The Mayo Clinic says acne and other types of breakouts occur when the hair follicles become plugged with oil and dead skin cells. Normally, the oil-producing sebaceous glands in the skin produce an oily substance to lubricate the hair and skin. This sebum travels up along the hair shaft and then out through the openings of the hair follicles at the surface of the skin. If the sebum does not exit, or becomes mixed with an overabundance of shed skin cells and becomes clogged, it creates an environment ripe for bacteria. The pimple that forms is a byproduct of the inflamed or infected hair follicles.

Scrubbing the skin or using harsh products can exacerbate breakouts. Using a gentle cleanser and being careful with the skin can help alleviate oil and dead skin cells. Should a pimple form, using a dot of toothpaste or even making a paste from an aspirin and water and applying it to a pimple can help shrink it and clear it up faster. Men who want to cover a pimple can dab a small amount of a concealing makeup on the pimple to camouflage the redness.

Oral Health

White teeth are not only for Hollywood stars or models. Everyone can have teeth like a movie star. In addition to keeping teeth clean by flossing, brushing and avoiding foods notorious for staining teeth, you can turn to whitening products available at the dentist or at the neighborhood store to brighten your pearly whites.

While you are focusing on your mouth, pay attention to chapped lips. Applying a lip balm or even petroleum jelly to the lips at night can help alleviate dryness and cracking, making for a more attractive smile.

Hair Care

Men may spend less time primping in the shower and afterward on their hair than women because women's cuts tend to be longer and more complex. However, that doesn't mean men should ignore hair care.

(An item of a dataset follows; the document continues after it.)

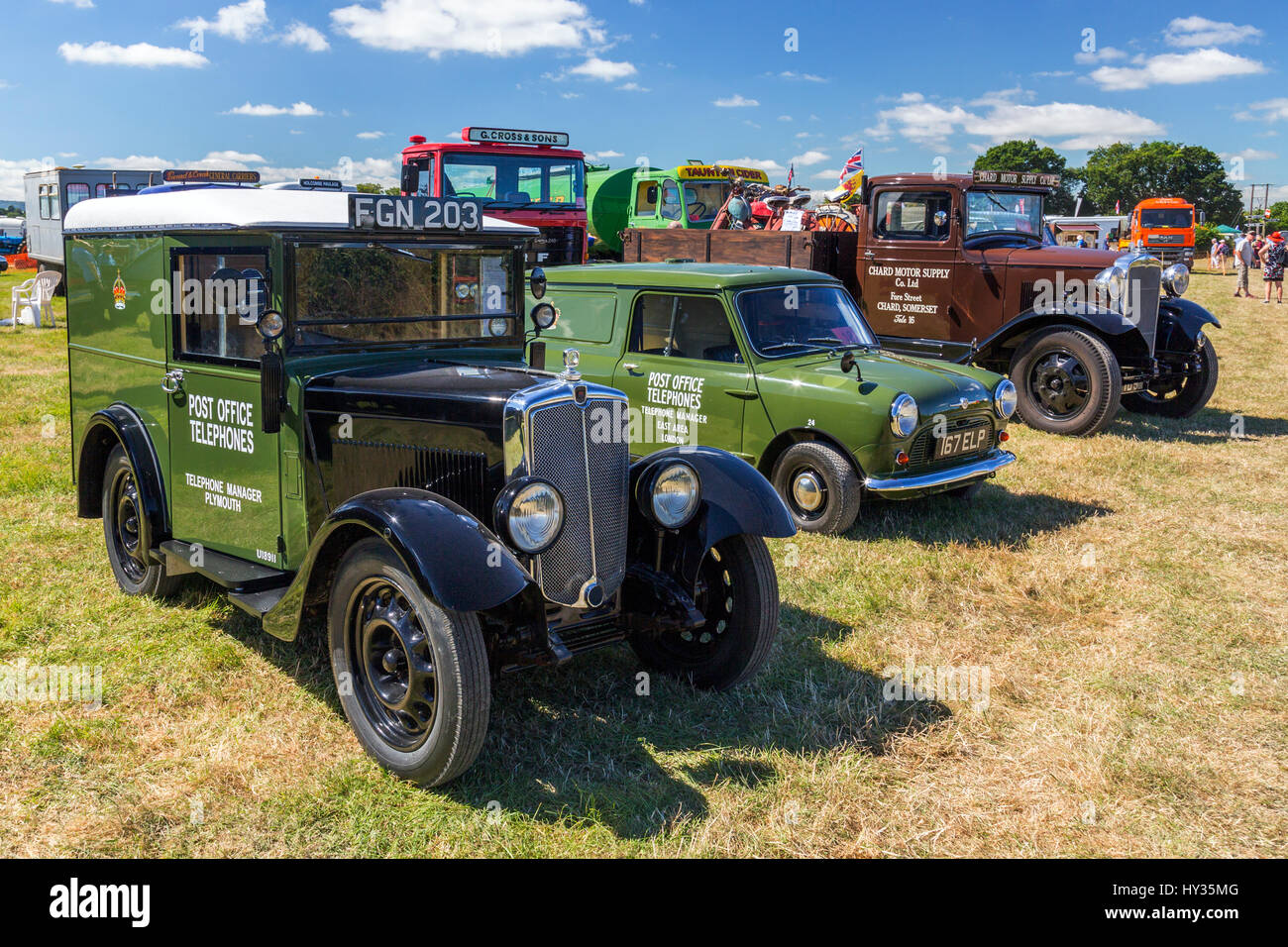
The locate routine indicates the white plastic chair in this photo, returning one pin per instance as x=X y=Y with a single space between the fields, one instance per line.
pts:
x=37 y=294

While it is not necessary to wash hair every day, do so when hair starts looking unkempt or oily. Stick to shampoos that wash clean and don't leave behind any "shine enhancers" or residues that make your locks limp, particularly if you're thinning up top. Also, conditioners may weigh down hair and cannot be substituted for shampoo.

Hands and Feet

Manicures and pedicures are not just for women. Many men benefit from visiting a nail salon or even a podiatrist to have their digits cared for. At the very least, trimming nails, ensuring hands and feet are clean and moisturized and removing calluses and dead skin are essential when caring for hands and feet.

Athlete's foot, a rash that forms on the surface of the skin and is commonly found on the feet, is caused by a fungus. Keeping feet dry and avoiding walking barefoot in certain areas, such as in gyms or locker rooms, can alleviate cases of athlete's foot. Should a case arise, anti-fungal medication can generally clear it up.